It retrieves trusted information, generates concise answers, and always cites its sources.

🚀 **Live demo on Hugging Face** : [![Hugging Face Space](https://img.shields.io/badge/🤗-HuggingFace%20Space-blue)](https://huggingface.co/spaces/edouardfoussier/rag-rh-assistant)

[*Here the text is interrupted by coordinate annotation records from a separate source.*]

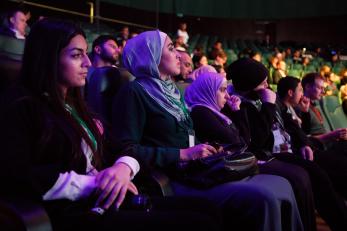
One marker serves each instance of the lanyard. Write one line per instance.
(82, 123)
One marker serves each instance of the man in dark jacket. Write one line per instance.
(333, 162)
(269, 136)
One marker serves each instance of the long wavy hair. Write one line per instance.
(40, 75)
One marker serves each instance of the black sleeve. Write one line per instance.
(128, 122)
(306, 121)
(298, 137)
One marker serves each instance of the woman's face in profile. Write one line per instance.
(169, 62)
(74, 63)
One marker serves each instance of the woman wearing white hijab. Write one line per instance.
(155, 127)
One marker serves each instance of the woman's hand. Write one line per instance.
(267, 96)
(304, 104)
(234, 103)
(113, 184)
(196, 152)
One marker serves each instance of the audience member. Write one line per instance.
(269, 137)
(156, 125)
(16, 24)
(54, 152)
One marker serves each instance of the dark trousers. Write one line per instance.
(334, 162)
(301, 184)
(169, 213)
(329, 204)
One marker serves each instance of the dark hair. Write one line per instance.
(40, 75)
(13, 11)
(286, 84)
(310, 79)
(99, 41)
(196, 59)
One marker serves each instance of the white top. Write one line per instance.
(184, 34)
(73, 186)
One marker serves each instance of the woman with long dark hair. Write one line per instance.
(54, 151)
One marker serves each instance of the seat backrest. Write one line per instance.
(12, 47)
(102, 85)
(330, 103)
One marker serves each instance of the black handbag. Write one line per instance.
(230, 165)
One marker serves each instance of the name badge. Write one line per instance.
(191, 136)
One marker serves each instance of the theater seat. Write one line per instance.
(102, 85)
(20, 214)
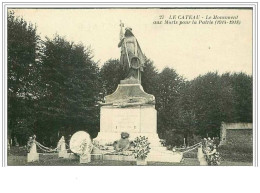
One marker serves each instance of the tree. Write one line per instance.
(242, 85)
(111, 73)
(149, 77)
(168, 92)
(23, 69)
(71, 80)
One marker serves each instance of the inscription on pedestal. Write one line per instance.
(126, 120)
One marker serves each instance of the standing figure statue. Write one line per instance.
(132, 57)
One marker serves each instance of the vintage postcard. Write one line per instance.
(130, 85)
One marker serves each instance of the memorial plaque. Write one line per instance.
(126, 120)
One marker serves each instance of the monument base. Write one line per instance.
(130, 109)
(85, 159)
(32, 157)
(63, 154)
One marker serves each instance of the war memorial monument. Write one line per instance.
(130, 109)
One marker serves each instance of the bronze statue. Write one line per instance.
(132, 57)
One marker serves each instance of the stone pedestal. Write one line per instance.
(85, 159)
(63, 152)
(129, 109)
(33, 155)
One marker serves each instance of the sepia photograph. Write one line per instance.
(130, 86)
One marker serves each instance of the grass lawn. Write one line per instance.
(18, 157)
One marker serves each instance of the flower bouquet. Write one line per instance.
(141, 149)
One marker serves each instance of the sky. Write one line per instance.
(192, 50)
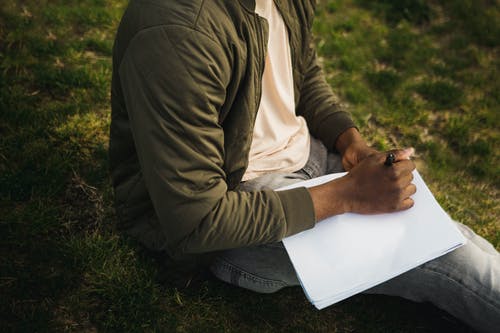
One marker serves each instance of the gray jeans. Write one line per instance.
(465, 282)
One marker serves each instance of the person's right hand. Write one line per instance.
(371, 187)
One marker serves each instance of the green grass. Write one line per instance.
(415, 73)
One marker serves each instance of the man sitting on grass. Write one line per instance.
(217, 103)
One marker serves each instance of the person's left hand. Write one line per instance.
(355, 153)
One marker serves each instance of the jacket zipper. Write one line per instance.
(262, 60)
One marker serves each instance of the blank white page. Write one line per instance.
(349, 253)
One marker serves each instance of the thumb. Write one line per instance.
(403, 154)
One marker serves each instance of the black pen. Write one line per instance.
(390, 159)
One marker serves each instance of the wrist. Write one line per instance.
(347, 138)
(330, 199)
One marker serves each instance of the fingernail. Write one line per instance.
(409, 151)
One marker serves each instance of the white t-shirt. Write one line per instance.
(280, 139)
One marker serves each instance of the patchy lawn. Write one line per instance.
(415, 73)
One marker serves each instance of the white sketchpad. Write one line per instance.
(349, 253)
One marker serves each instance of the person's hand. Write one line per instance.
(371, 187)
(374, 187)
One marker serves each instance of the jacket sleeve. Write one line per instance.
(174, 81)
(325, 115)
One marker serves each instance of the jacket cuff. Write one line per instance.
(299, 210)
(336, 124)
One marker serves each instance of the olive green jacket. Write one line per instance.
(185, 92)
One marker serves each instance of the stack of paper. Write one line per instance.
(347, 254)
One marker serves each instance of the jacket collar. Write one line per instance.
(249, 5)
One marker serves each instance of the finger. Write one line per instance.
(405, 180)
(403, 167)
(403, 154)
(406, 204)
(408, 191)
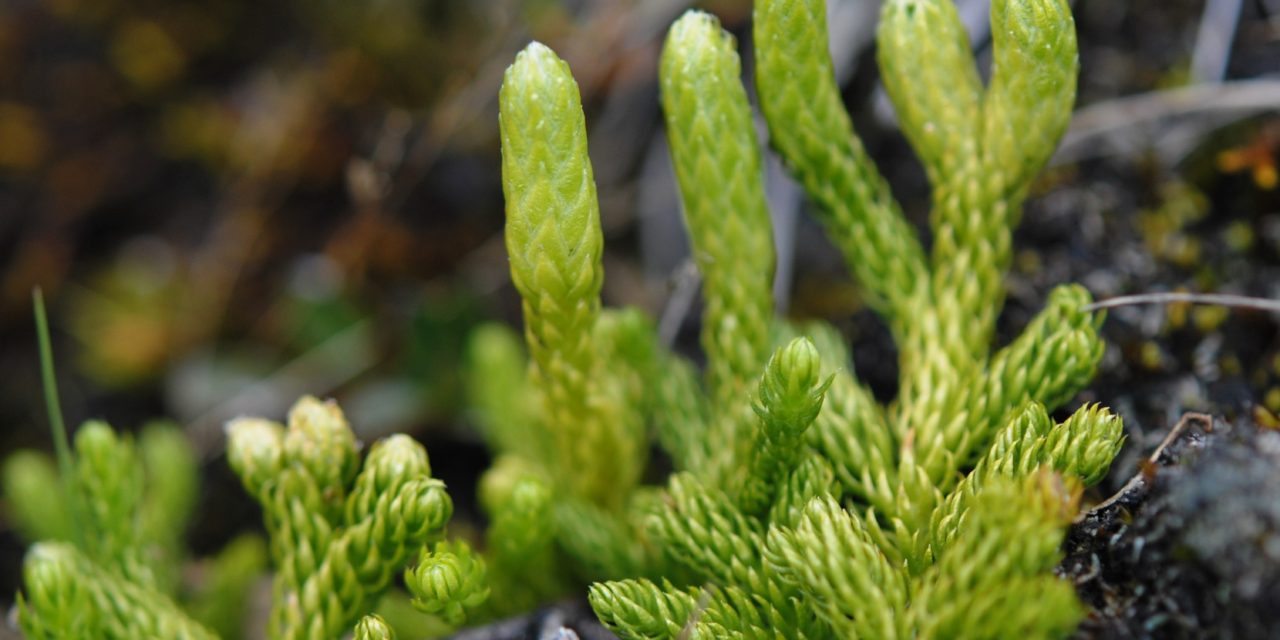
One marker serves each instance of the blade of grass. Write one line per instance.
(62, 446)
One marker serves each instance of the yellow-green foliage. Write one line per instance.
(801, 507)
(108, 556)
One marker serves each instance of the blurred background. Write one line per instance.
(232, 204)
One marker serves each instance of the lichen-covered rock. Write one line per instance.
(1191, 547)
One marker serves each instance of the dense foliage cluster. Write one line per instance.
(799, 507)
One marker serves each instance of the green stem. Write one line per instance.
(62, 444)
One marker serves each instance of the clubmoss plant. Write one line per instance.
(800, 507)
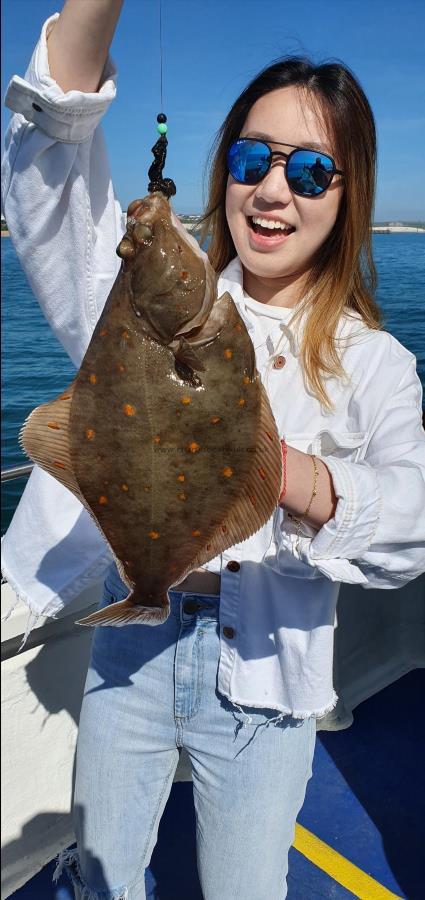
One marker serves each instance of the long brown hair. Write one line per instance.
(343, 275)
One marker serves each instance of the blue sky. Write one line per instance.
(212, 48)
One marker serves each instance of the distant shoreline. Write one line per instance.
(391, 229)
(376, 229)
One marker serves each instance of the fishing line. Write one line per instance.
(160, 52)
(157, 182)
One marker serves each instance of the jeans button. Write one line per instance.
(228, 632)
(190, 606)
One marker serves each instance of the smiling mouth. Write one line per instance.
(273, 228)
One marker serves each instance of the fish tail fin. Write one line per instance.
(126, 612)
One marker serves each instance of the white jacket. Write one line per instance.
(65, 223)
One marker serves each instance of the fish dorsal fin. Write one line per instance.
(44, 437)
(259, 496)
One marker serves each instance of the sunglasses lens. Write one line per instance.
(248, 161)
(309, 173)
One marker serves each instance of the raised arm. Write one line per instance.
(79, 41)
(59, 203)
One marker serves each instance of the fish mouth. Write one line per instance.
(142, 232)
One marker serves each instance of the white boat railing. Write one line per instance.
(20, 471)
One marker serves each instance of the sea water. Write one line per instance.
(36, 368)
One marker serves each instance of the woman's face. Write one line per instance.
(283, 115)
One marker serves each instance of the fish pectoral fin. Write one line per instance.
(213, 326)
(127, 613)
(184, 353)
(258, 498)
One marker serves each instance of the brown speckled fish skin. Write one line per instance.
(166, 435)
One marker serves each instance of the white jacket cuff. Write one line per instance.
(70, 117)
(351, 531)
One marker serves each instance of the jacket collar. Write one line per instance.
(350, 327)
(231, 280)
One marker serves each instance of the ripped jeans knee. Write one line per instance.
(69, 861)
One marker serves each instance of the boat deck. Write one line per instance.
(359, 832)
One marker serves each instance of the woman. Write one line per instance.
(242, 668)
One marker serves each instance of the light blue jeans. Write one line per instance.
(149, 692)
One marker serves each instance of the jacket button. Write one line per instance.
(228, 632)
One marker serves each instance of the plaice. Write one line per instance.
(166, 435)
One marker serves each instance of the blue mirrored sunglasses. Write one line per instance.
(308, 172)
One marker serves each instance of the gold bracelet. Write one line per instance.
(299, 521)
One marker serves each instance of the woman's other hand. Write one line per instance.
(79, 41)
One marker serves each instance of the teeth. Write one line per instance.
(271, 223)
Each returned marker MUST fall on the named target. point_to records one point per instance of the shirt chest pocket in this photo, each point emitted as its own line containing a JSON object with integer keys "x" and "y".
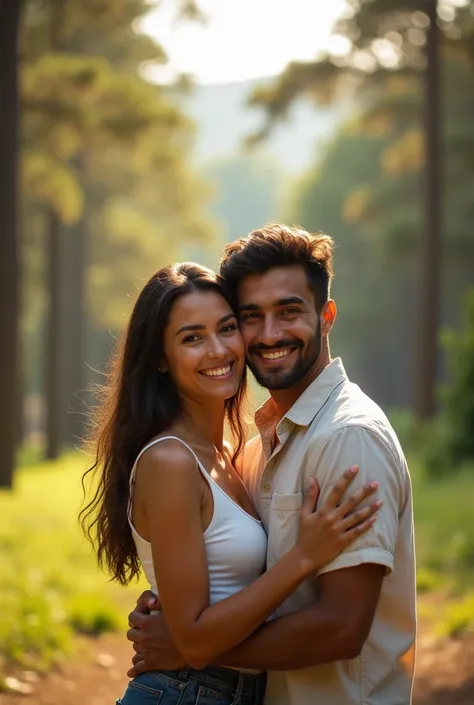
{"x": 283, "y": 524}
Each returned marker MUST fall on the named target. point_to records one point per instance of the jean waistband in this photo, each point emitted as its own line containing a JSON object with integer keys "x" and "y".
{"x": 221, "y": 677}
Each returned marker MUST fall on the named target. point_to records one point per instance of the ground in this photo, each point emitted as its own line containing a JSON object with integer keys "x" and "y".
{"x": 445, "y": 674}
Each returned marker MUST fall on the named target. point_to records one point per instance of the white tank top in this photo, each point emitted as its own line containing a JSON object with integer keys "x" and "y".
{"x": 236, "y": 542}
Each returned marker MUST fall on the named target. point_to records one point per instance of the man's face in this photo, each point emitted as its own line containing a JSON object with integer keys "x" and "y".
{"x": 280, "y": 326}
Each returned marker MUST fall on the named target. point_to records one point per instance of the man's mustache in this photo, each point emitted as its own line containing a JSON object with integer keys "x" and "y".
{"x": 275, "y": 346}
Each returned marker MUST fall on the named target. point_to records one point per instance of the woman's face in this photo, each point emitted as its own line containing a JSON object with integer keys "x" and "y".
{"x": 204, "y": 351}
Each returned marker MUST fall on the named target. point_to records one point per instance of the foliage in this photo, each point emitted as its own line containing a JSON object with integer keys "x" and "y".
{"x": 453, "y": 442}
{"x": 103, "y": 145}
{"x": 247, "y": 190}
{"x": 382, "y": 39}
{"x": 49, "y": 585}
{"x": 458, "y": 618}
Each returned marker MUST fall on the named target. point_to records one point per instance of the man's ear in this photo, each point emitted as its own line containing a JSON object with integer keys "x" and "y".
{"x": 328, "y": 316}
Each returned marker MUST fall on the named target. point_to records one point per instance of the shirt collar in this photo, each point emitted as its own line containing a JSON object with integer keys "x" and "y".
{"x": 310, "y": 402}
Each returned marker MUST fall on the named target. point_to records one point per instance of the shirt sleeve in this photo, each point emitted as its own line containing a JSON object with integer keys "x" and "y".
{"x": 356, "y": 445}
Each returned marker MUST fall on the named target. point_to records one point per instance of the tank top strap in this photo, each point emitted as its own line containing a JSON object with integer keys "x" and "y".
{"x": 150, "y": 445}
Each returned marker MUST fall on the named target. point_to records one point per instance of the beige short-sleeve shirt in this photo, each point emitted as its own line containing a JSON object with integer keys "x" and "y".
{"x": 331, "y": 427}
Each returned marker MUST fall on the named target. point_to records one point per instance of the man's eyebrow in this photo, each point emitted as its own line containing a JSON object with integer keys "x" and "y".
{"x": 199, "y": 326}
{"x": 287, "y": 301}
{"x": 249, "y": 307}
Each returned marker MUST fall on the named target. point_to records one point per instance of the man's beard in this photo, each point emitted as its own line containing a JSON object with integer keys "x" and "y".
{"x": 285, "y": 380}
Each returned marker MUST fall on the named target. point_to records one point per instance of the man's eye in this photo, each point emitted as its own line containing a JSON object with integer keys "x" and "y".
{"x": 191, "y": 338}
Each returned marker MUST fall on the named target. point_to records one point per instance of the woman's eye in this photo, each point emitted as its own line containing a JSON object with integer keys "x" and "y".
{"x": 190, "y": 338}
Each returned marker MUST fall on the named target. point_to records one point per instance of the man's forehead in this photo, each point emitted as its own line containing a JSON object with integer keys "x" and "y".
{"x": 273, "y": 286}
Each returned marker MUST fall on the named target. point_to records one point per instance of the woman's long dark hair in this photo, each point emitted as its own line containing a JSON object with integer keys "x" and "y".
{"x": 138, "y": 403}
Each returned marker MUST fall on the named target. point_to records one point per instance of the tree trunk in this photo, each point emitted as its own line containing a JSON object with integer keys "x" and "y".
{"x": 9, "y": 255}
{"x": 74, "y": 313}
{"x": 429, "y": 296}
{"x": 53, "y": 340}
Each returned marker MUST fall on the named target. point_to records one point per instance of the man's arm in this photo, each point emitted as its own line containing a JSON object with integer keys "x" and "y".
{"x": 332, "y": 629}
{"x": 338, "y": 624}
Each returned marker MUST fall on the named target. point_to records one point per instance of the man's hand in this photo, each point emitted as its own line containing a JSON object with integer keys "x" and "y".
{"x": 149, "y": 633}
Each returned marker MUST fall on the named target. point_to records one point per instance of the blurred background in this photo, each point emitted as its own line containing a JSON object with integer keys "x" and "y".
{"x": 140, "y": 132}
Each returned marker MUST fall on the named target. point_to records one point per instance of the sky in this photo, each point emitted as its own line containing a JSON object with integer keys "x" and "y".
{"x": 242, "y": 39}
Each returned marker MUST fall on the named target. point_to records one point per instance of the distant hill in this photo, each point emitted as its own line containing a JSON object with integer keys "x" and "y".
{"x": 224, "y": 120}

![App Screenshot](assets/screenshot2.png)

---

## ✨ What is this?

This project is an **AI assistant** for HR topics in the **French labor law and public administration HR practices**.  
It combines **retrieval** over trusted sources with **LLM synthesis**, and cites its sources.

- UI: **Gradio**
- Retrieval: **FAISS** (fallback: NumPy)
- Embeddings: **HF Inference API**
- LLM: **OpenAI** (BYO API Key)

---

## 📚 Datasets & Attribution

This space relies on **public HR datasets** curated by [**AgentPublic**](https://huggingface.co/datasets/AgentPublic):
- [Service-Public dataset](https://huggingface.co/datasets/AgentPublic/service-public)
- [Travail-Emploi dataset](https://huggingface.co/datasets/AgentPublic/travail-emploi)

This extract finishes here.